Indian government starts work on right to repair rules

Anonymous Coward
Anonymous Coward

But where will the good intentions lead?

This may be an unpopular view but my concern with the right to repair concept (which I can’t disagree with in principle) is that the legislators will overshoot and require easy repair as well. That, when implemented and enforced could return us to the time in the 60’s and 70’s when consumer goods such as TVs, radios, kettles, etc were quite easy to repair (and part-time work doing so, whilst a student, nicely supplemented my grants/loans). The problem was that it often needed repairing because the very act of making repair easy resulted in more points of failure. As TV electronics became more integrated and difficult to repair, the number of repairs (per unit sold) reduced. If we had the same reliability as 40 years ago, with the vastly greater number of units sold, all the empty high street units would be full of repair shops.

The current bête noir is often the iPhone and its battery. My experience with mobile phones over the past 30 years has been that the iPhone has been the most reliable and, any time I’ve needed a battery replacement, it’s been no more expensive than it used to cost for, say, a common Nokia.
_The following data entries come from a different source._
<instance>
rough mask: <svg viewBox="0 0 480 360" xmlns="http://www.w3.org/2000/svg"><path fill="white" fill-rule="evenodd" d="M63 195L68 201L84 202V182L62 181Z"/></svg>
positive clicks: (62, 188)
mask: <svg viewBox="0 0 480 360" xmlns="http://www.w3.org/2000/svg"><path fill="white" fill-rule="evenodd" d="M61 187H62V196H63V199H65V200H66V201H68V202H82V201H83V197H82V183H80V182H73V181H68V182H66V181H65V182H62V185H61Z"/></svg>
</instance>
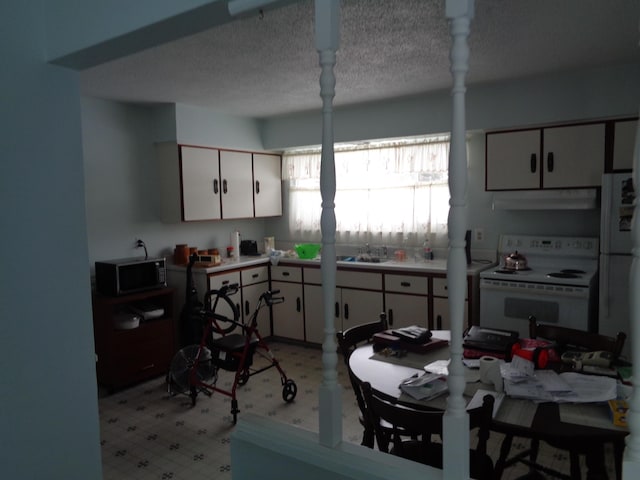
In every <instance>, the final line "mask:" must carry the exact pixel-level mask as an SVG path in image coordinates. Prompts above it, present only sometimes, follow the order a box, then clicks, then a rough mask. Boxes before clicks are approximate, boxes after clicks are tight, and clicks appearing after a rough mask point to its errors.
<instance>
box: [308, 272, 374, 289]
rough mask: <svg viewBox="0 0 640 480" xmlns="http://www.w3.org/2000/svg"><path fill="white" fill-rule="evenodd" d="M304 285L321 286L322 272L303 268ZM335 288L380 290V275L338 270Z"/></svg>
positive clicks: (336, 277)
mask: <svg viewBox="0 0 640 480" xmlns="http://www.w3.org/2000/svg"><path fill="white" fill-rule="evenodd" d="M304 283H313V284H317V285H322V270H321V269H319V268H305V269H304ZM336 286H337V287H349V288H360V289H363V290H382V274H380V273H367V272H354V271H351V270H338V271H337V272H336Z"/></svg>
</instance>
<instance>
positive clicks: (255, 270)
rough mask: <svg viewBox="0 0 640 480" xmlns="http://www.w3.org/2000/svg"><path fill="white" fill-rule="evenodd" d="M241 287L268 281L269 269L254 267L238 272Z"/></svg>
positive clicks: (243, 286) (245, 286)
mask: <svg viewBox="0 0 640 480" xmlns="http://www.w3.org/2000/svg"><path fill="white" fill-rule="evenodd" d="M240 278H242V286H243V287H246V286H247V285H253V284H254V283H261V282H266V281H268V280H269V267H267V266H264V267H255V268H248V269H246V270H242V272H240Z"/></svg>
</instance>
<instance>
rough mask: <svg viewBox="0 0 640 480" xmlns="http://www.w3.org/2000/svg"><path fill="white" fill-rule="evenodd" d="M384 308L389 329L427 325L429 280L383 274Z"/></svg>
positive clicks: (420, 278) (427, 318)
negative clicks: (388, 326) (384, 294)
mask: <svg viewBox="0 0 640 480" xmlns="http://www.w3.org/2000/svg"><path fill="white" fill-rule="evenodd" d="M384 281H385V295H384V299H385V307H386V312H387V322H388V324H389V328H400V327H408V326H411V325H418V326H420V327H425V328H427V327H428V325H429V297H428V294H429V278H428V277H427V276H413V275H393V274H385V278H384Z"/></svg>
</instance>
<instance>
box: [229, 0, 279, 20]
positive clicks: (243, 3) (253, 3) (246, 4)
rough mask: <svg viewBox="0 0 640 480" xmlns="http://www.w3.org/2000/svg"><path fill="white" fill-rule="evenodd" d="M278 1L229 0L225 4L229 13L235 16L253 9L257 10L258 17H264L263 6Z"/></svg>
mask: <svg viewBox="0 0 640 480" xmlns="http://www.w3.org/2000/svg"><path fill="white" fill-rule="evenodd" d="M271 3H278V0H231V1H230V2H229V3H228V4H227V8H228V9H229V15H231V16H236V15H241V14H243V13H247V12H250V11H253V10H257V11H258V13H259V16H260V18H262V17H264V10H263V7H265V6H267V5H269V4H271Z"/></svg>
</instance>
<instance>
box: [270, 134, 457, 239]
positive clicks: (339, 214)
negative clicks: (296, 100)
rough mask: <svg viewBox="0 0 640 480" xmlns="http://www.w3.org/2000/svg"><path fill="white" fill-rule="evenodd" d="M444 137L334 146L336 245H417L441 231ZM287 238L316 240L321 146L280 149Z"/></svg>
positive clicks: (441, 231)
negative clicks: (288, 208)
mask: <svg viewBox="0 0 640 480" xmlns="http://www.w3.org/2000/svg"><path fill="white" fill-rule="evenodd" d="M448 157H449V139H448V138H447V137H438V138H430V139H427V138H420V139H406V140H393V141H378V142H370V143H367V144H358V145H346V144H336V146H335V164H336V188H337V190H336V199H335V203H336V209H335V213H336V222H337V224H336V235H337V241H338V242H340V243H352V242H353V243H358V242H376V243H385V244H390V245H393V244H400V243H410V244H419V243H420V244H421V242H422V241H423V240H424V238H427V237H428V238H429V239H431V240H432V241H433V240H436V241H437V239H438V237H440V236H446V232H447V216H448V213H449V188H448V185H447V179H448V176H447V167H448ZM283 160H284V168H283V176H284V178H283V180H284V181H285V182H288V186H289V226H290V227H289V228H290V231H291V236H292V239H294V240H309V239H319V238H320V213H321V205H320V202H321V197H320V151H319V149H307V150H294V151H288V152H285V153H284V154H283Z"/></svg>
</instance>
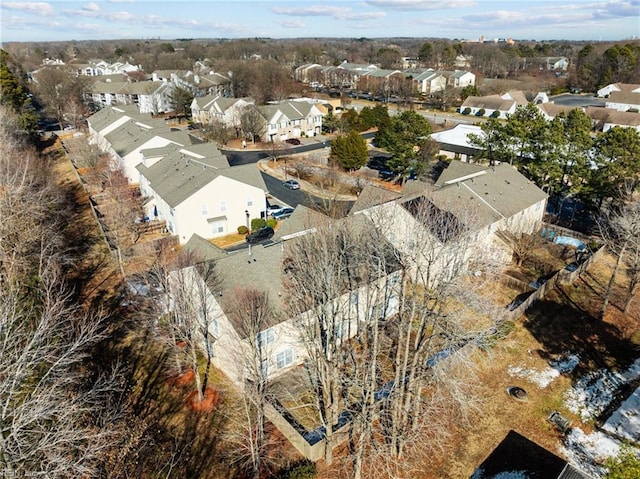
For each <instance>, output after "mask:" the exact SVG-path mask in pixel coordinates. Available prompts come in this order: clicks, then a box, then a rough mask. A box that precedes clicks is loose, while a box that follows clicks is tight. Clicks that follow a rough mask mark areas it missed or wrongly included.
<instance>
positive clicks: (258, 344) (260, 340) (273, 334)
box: [258, 329, 276, 347]
mask: <svg viewBox="0 0 640 479" xmlns="http://www.w3.org/2000/svg"><path fill="white" fill-rule="evenodd" d="M275 340H276V332H275V331H274V330H273V329H267V330H265V331H261V332H260V333H259V334H258V346H260V347H262V346H266V345H268V344H271V343H273V342H274V341H275Z"/></svg>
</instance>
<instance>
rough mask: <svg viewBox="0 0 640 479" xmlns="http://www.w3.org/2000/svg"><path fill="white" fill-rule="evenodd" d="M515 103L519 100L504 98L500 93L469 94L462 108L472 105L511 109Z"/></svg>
mask: <svg viewBox="0 0 640 479" xmlns="http://www.w3.org/2000/svg"><path fill="white" fill-rule="evenodd" d="M514 103H517V102H516V101H515V100H504V99H503V98H502V97H500V95H490V96H468V97H467V99H466V100H465V101H464V103H463V104H462V106H461V107H460V109H461V110H464V109H465V108H467V107H471V108H485V109H489V110H498V111H508V110H509V109H511V107H512V106H513V104H514Z"/></svg>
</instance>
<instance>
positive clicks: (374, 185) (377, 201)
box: [349, 184, 402, 215]
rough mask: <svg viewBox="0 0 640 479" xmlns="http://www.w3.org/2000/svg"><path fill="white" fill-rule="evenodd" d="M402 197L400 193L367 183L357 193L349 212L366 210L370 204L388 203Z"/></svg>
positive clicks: (371, 205)
mask: <svg viewBox="0 0 640 479" xmlns="http://www.w3.org/2000/svg"><path fill="white" fill-rule="evenodd" d="M400 197H402V195H401V194H400V193H397V192H395V191H390V190H387V189H386V188H382V187H380V186H375V185H371V184H368V185H366V186H365V187H364V189H363V190H362V191H361V192H360V194H359V195H358V198H357V199H356V201H355V203H354V204H353V206H352V207H351V210H350V211H349V214H350V215H352V214H354V213H357V212H358V211H362V210H366V209H368V208H371V207H372V206H377V205H381V204H382V203H388V202H389V201H394V200H397V199H398V198H400Z"/></svg>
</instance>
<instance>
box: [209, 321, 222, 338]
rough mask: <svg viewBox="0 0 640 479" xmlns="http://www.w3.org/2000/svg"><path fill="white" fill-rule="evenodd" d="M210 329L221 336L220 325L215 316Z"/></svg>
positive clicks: (213, 331)
mask: <svg viewBox="0 0 640 479" xmlns="http://www.w3.org/2000/svg"><path fill="white" fill-rule="evenodd" d="M210 331H211V333H212V334H213V335H214V336H215V337H216V338H217V337H218V336H220V328H219V327H218V320H217V319H215V318H214V319H212V320H211V325H210Z"/></svg>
Taking the automotive sector, most cars are far harder to repair nowadays, but the current situation where routine services are annual/10,000 miles and, even then, little more than an oil and filter change - and no need to tinker between services to maintain performance - would have seemed utopia when I first got a car.

Yes, we need the right to repair, and access to manuals, tools and spares, but not at the expense of increasing the *need* for repair.